Smaller throws. Even spreads. The exact, economical wrist-flick he’d seen yesterday, replicated with near-perfect precision.
Across the coop, Darwin’s weight shifted-a subtle but deliberate transfer from left foot to right. No smile. No nod. Just the faintest settling of his shoulders, a fractional relaxation of his crossed arms. It transmitted something undeniable:
microfeedbackreceived: ACCEPTED
No words exchanged. No tutorials given. Just two systems communicating in the only language that mattered here-motion, repetition, and the silent acknowledgment of something almost like progress.
Day two performance: Efficiency gain: 19.6%. Darwininteractionlevel: Increased by 8%. Environmental adaptation: Accelerating. Tomorrow’s forecast: Further optimizations possible.
The sun climbed higher over O’Doyle Acres, burning away the last traces of dawn mist. Somewhere in the distance, a tractor coughed to life. Walt kept working, the ghost of approval warming muscles still screaming from yesterday.
By midmorning, the sun had transformed O’Doyle Acres into a kiln.
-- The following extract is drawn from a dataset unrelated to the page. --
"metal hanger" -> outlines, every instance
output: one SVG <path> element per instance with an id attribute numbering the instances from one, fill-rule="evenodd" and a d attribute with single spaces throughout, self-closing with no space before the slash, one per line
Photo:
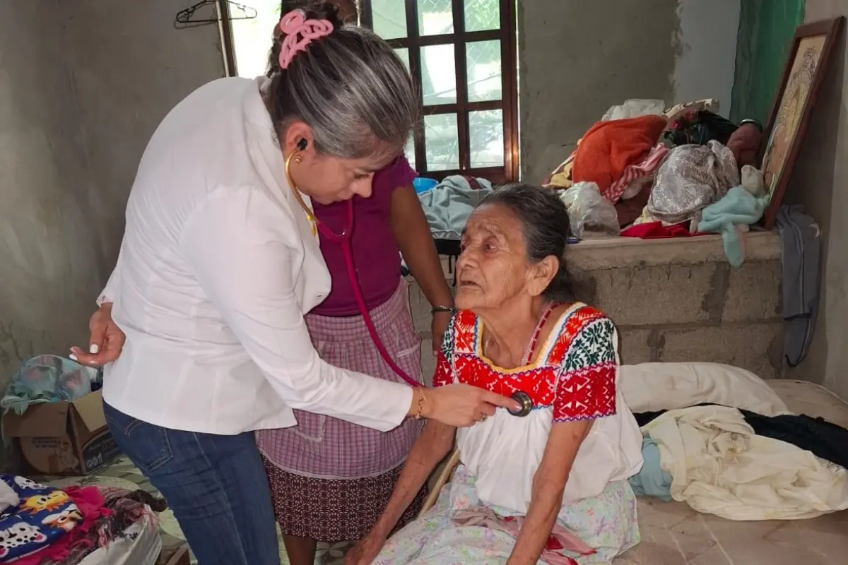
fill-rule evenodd
<path id="1" fill-rule="evenodd" d="M 230 17 L 228 19 L 254 19 L 256 18 L 257 12 L 256 9 L 251 8 L 250 6 L 245 6 L 244 4 L 239 3 L 237 2 L 230 2 L 229 0 L 204 0 L 203 2 L 198 2 L 191 8 L 187 8 L 184 10 L 180 10 L 176 13 L 176 18 L 174 19 L 174 25 L 179 27 L 190 27 L 192 25 L 199 25 L 202 24 L 217 24 L 219 21 L 219 17 L 215 18 L 205 18 L 198 19 L 194 18 L 195 12 L 204 6 L 220 4 L 222 8 L 228 8 Z M 226 5 L 226 6 L 225 6 Z M 237 8 L 241 10 L 241 15 L 234 16 L 232 14 L 232 8 Z M 224 10 L 222 9 L 221 12 Z M 222 14 L 221 14 L 222 15 Z"/>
Walt’s borrowed shirt clung to his back like a damp paper label, fabric stiff with evaporated sweat and dotted with salt rings where it had dried and rewet a dozen times. Beneath it, his skin burned an angry mottled red, heat rash spreading from his collar down to the small of his back in patchy constellations. Every shift of his shoulders sent fresh prickles of agony across skin roasted raw through the thin cotton.